Effi is socially ambitious so she accepts, despite the considerable age difference. In short order she finds herself stranded in a remote Baltic town with a man she barely knows, not that this dents Effi's enthusiasm. She believes her husband to be a decent fellow of firm principle (relative to her moral code, in any case). Yet the Instetten household gives Effi the cold-shoulder, with the housekeeper Johanna (Irm Hermann) taking particular umbrage. Even when Effi falls pregnant her situation remains poor, since the town elite have long since decided that she doesn't fit in. A lapsed Catholic nanny, Roswitha (Ursula Strätz), helps but still Effi comes to innocently spend her time with the inveterate womaniser Major Crampas (Ulli Lommel).
As Effi Briest plays, there is one quality that comes to dominate: the flatness of its emotional landscape. In scene after scene the characters talk past one another, mouthpieces for an interior monologue. Instead of showing us the events that drive this story, Rainer Werner Fassbinder describes them; at times his narration quotes almost verbatim from Theodor Fontane's text. What we have, at least initially, is the unbearable sight of a film suffocating by its own rigidity. Yet curiously this seems to be exactly the mood that Fassbinder is striving for, hoping to remark upon the stifling repression of 19th Century Germany. If so then Fassbinder hits this nail square on; the problem is that this doesn't make for a delightful viewing experience. When emotion must be hidden at all costs, this leaves nothing for the audience to get a hold of.

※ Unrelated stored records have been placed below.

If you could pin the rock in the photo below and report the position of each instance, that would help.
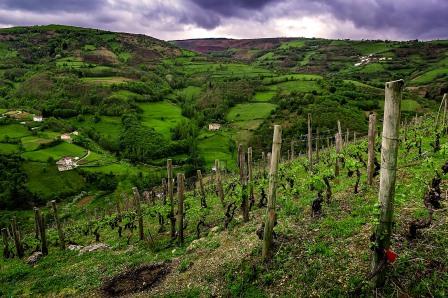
(74, 247)
(215, 229)
(94, 247)
(36, 256)
(195, 244)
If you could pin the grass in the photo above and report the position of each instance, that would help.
(31, 143)
(56, 152)
(215, 145)
(8, 148)
(263, 96)
(190, 92)
(106, 80)
(366, 48)
(13, 131)
(298, 86)
(71, 62)
(162, 116)
(292, 44)
(107, 127)
(47, 182)
(250, 111)
(326, 256)
(429, 76)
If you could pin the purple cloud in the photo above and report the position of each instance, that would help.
(403, 19)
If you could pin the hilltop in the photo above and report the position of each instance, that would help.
(115, 106)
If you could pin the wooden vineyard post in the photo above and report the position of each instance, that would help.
(371, 148)
(169, 167)
(389, 152)
(219, 188)
(243, 180)
(180, 207)
(139, 212)
(250, 174)
(16, 237)
(6, 252)
(272, 193)
(58, 225)
(445, 99)
(42, 232)
(310, 144)
(292, 151)
(317, 144)
(201, 189)
(338, 145)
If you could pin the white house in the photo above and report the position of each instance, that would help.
(66, 137)
(214, 126)
(38, 118)
(66, 164)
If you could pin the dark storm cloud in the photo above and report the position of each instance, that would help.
(404, 19)
(413, 18)
(232, 7)
(52, 5)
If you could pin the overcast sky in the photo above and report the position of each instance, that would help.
(182, 19)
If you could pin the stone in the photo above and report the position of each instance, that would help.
(74, 247)
(94, 247)
(36, 256)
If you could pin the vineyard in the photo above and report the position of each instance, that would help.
(358, 214)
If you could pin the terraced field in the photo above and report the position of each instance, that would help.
(162, 116)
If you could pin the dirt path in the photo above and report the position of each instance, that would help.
(207, 265)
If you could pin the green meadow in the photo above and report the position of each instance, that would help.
(55, 152)
(162, 116)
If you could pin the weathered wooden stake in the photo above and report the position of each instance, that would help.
(6, 252)
(243, 180)
(371, 148)
(169, 166)
(310, 144)
(389, 152)
(201, 189)
(250, 174)
(180, 207)
(338, 145)
(42, 232)
(445, 99)
(292, 150)
(139, 212)
(58, 225)
(317, 144)
(219, 187)
(270, 211)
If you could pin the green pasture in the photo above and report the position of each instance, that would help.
(46, 181)
(216, 145)
(106, 80)
(162, 116)
(299, 86)
(263, 96)
(292, 44)
(430, 76)
(108, 126)
(13, 131)
(250, 111)
(8, 148)
(55, 152)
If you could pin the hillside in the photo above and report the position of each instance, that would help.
(325, 254)
(95, 112)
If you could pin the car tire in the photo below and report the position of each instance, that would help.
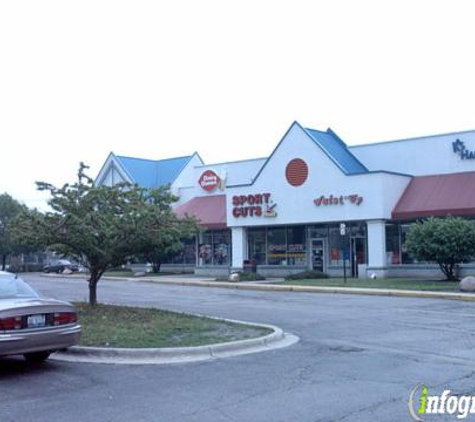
(36, 357)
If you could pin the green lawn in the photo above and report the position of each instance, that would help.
(120, 326)
(386, 283)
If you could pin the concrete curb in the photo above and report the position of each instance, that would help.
(470, 297)
(156, 356)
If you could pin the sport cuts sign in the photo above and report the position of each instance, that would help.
(209, 181)
(257, 205)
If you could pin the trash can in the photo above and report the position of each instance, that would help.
(250, 266)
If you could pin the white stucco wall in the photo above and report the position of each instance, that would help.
(111, 173)
(418, 156)
(295, 205)
(184, 184)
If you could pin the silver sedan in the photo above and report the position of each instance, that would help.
(31, 325)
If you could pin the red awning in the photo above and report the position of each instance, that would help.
(440, 195)
(210, 210)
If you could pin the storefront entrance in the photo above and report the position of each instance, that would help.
(358, 254)
(317, 249)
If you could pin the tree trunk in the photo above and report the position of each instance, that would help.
(93, 280)
(156, 266)
(448, 270)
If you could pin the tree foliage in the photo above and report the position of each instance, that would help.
(99, 226)
(447, 241)
(9, 209)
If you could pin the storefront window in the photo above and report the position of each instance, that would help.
(189, 252)
(221, 247)
(337, 245)
(296, 246)
(276, 246)
(358, 229)
(316, 232)
(257, 245)
(406, 258)
(392, 244)
(187, 255)
(205, 252)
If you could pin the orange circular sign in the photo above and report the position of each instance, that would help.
(209, 180)
(296, 172)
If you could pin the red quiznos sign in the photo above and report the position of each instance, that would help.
(253, 206)
(209, 180)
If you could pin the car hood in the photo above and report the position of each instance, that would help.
(37, 305)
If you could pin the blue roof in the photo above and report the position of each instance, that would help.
(337, 150)
(151, 174)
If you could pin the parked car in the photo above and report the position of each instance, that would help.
(33, 326)
(59, 265)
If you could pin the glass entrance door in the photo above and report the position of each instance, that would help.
(317, 249)
(358, 254)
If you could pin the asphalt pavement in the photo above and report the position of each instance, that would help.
(357, 360)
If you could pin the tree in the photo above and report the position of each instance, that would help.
(9, 209)
(447, 241)
(160, 245)
(99, 226)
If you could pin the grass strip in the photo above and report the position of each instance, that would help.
(122, 326)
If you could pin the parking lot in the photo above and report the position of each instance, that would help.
(357, 360)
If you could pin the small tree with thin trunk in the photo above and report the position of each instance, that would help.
(161, 245)
(99, 226)
(446, 241)
(9, 209)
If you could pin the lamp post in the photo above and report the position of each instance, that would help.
(343, 233)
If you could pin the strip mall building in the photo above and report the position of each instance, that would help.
(314, 202)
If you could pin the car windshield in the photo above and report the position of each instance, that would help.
(11, 287)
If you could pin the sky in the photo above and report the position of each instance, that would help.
(158, 79)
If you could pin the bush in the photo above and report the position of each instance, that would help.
(311, 274)
(448, 241)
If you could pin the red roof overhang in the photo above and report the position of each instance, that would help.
(209, 210)
(439, 195)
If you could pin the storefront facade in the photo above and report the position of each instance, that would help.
(317, 203)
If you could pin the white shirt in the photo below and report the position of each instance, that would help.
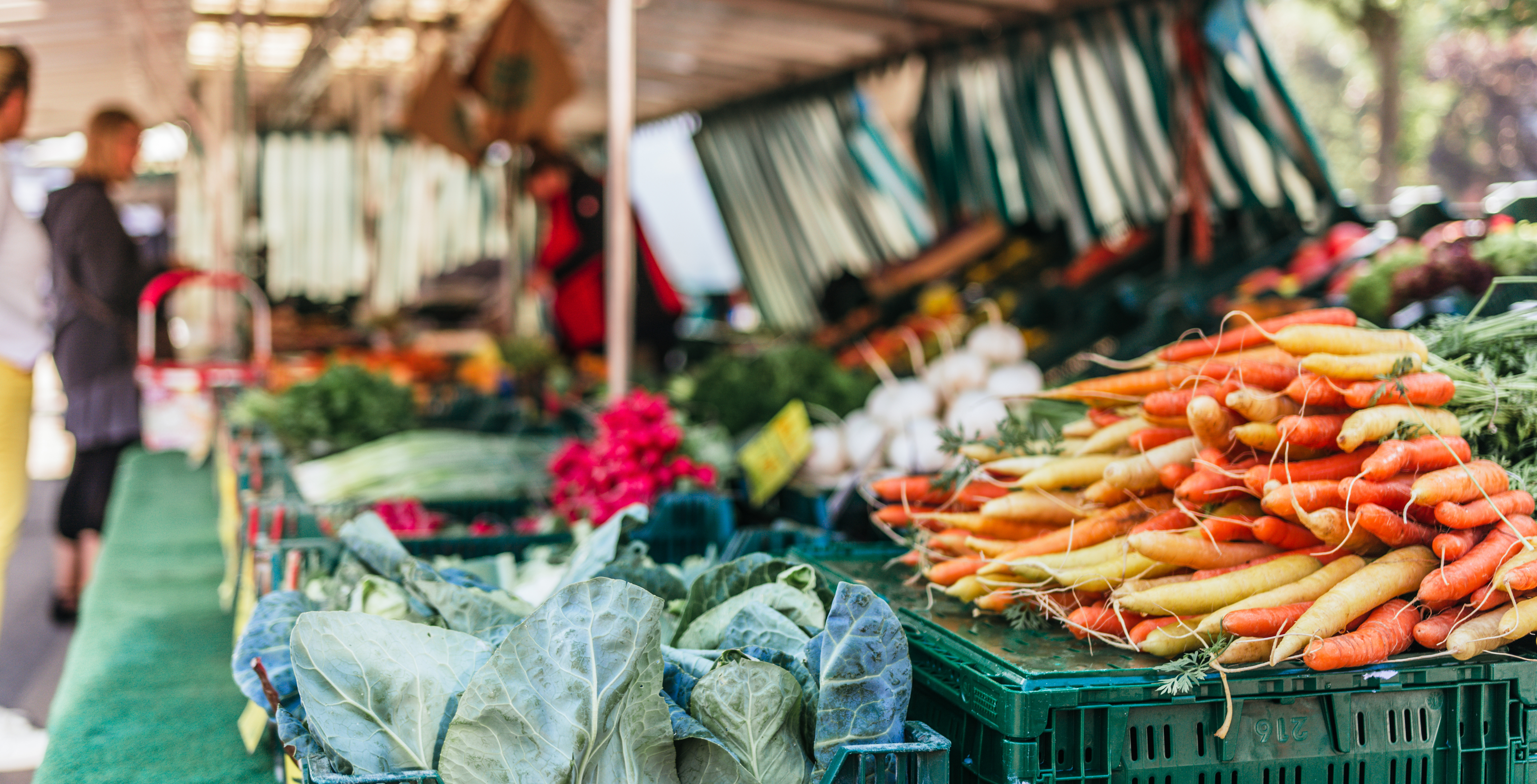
(25, 282)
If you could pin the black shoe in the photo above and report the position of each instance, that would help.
(65, 611)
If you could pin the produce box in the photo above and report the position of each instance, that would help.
(1044, 708)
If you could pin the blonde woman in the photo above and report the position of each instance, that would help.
(98, 277)
(24, 339)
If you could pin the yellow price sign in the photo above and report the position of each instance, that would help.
(777, 453)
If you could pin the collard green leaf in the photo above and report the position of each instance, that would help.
(702, 757)
(267, 637)
(866, 677)
(755, 709)
(573, 695)
(800, 606)
(473, 611)
(380, 694)
(725, 582)
(374, 543)
(760, 625)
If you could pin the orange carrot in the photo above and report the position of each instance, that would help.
(1332, 468)
(1424, 389)
(1264, 622)
(1175, 473)
(1103, 620)
(1281, 534)
(1484, 513)
(1173, 402)
(1143, 629)
(1456, 543)
(948, 573)
(1318, 391)
(1310, 496)
(1316, 433)
(1393, 529)
(1149, 437)
(1266, 376)
(898, 516)
(1416, 456)
(1461, 483)
(1253, 334)
(1209, 486)
(1392, 494)
(1387, 632)
(1464, 576)
(1104, 417)
(1233, 528)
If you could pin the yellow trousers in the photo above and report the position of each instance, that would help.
(16, 427)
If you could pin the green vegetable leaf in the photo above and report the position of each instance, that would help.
(573, 695)
(866, 675)
(755, 709)
(382, 692)
(725, 582)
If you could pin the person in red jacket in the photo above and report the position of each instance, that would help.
(571, 263)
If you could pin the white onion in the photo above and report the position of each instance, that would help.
(977, 414)
(829, 456)
(957, 373)
(918, 448)
(1012, 380)
(863, 439)
(998, 343)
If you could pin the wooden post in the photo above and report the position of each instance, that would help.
(619, 233)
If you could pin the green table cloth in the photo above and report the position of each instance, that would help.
(147, 694)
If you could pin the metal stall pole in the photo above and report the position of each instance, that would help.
(619, 236)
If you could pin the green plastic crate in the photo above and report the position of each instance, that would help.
(1044, 708)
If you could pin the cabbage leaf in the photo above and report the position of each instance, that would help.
(573, 695)
(382, 692)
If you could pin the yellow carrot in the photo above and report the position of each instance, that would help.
(1379, 422)
(1141, 473)
(1263, 407)
(1301, 340)
(1398, 573)
(1476, 635)
(1069, 473)
(1217, 592)
(1306, 589)
(1037, 506)
(1363, 366)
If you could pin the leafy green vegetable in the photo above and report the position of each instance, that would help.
(725, 582)
(702, 757)
(743, 393)
(474, 611)
(382, 692)
(574, 695)
(345, 408)
(788, 594)
(755, 709)
(760, 625)
(866, 675)
(267, 637)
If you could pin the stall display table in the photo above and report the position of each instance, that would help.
(147, 694)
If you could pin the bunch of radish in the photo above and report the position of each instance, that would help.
(1293, 485)
(964, 389)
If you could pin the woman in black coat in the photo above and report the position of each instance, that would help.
(98, 277)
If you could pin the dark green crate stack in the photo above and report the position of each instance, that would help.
(1043, 708)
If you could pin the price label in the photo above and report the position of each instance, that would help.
(253, 725)
(777, 453)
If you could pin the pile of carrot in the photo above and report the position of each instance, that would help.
(1292, 485)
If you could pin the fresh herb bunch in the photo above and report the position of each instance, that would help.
(345, 408)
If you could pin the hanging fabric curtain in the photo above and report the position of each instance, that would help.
(811, 188)
(1077, 122)
(345, 219)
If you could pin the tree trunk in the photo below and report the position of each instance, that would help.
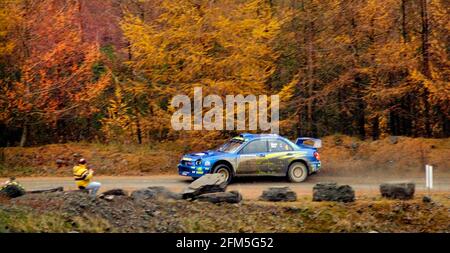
(310, 69)
(375, 128)
(404, 30)
(23, 138)
(425, 64)
(138, 130)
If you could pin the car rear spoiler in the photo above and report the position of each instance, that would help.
(317, 143)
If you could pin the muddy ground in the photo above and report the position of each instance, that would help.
(250, 187)
(76, 212)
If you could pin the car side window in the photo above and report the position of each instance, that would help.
(255, 147)
(279, 146)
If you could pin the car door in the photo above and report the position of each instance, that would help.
(252, 158)
(279, 155)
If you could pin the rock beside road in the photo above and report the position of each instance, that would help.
(333, 192)
(219, 197)
(398, 190)
(209, 183)
(278, 194)
(12, 191)
(155, 192)
(109, 195)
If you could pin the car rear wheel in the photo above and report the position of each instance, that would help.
(224, 170)
(298, 172)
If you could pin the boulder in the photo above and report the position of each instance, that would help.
(393, 139)
(219, 197)
(57, 189)
(113, 192)
(426, 199)
(208, 183)
(12, 190)
(278, 194)
(333, 192)
(154, 192)
(398, 190)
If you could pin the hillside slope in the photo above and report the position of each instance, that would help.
(341, 155)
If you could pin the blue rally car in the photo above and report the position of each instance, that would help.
(256, 154)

In line with Fassbinder's wishes, the majority of the cast put no inflection into their speech, avoiding any semblance of an emotional response. Effi Briest feels almost like a rehearsal, where the cast are simply running through their lines without shading in the intricacies. The only character who makes any sort of impression is Roswitha, principally through the hooks that we are given into her past. Strätz induces a response because she's tangible, because she directly interacts with other people. There are moments, near the end, where Schygulla breaks free of Fassbinder's straitjacket but this just enhances our sense of frustration. Effi Briest is tough and impenetrable, its strands thickly packed together; if only there were a way to taste the film's lifeblood.
As usual Fassbinder demonstrates absolute technical control, using Jürgen Jürges and Dietrich Lohmann to photograph his vision. Throughout, Fassbinder's strict stylisation guides the lighting and spatial dynamics of each scene, reinforcing Effi Briest's aura of alienation. Characters are pinned in place by formality, unnatural in the mode of a butterfly museum. To open up the frame, Fassbinder repeatedly employs a clever device; mirrors, placed everywhere, reflect back on the camera. Thus he allows an interpretative flexibility while simultaneously increasing the character's emotional distance; we don't see the "real" protagonists during some key moments, merely their ghosts.
In retrospect it becomes clear that Effi Briest is hardly a film at all, in the traditional sense. Fassbinder is in love with Fontane's words, to the extent that his monochrome creation is pushed into the background by the film's literary source. Unlike the vast majority of movies, which attempt to engage on a visceral level, this is a purely intellectual journey. The oppressive cruelty of Effi's chosen society is stripped repulsively naked, a bloated force that turns the characters into puppets. This environment is the tale's key figure; it means nothing in human terms, yet its influence is all around. The inevitable conclusion is that Effi Briest will appeal to a select group, those able to appreciate its complex, cerebral overtones, arid nature and slippery angst.
That said, there is a caveat: as Fassbinder remarks, "Well, it's a film that really only works in the German language." This is quite correct, although the poorly translated subtitles do little to express the inherent subtlety of Fontane's novel. If you're not fluent in the German language then be prepared to miss out on an important, perhaps critical, aspect.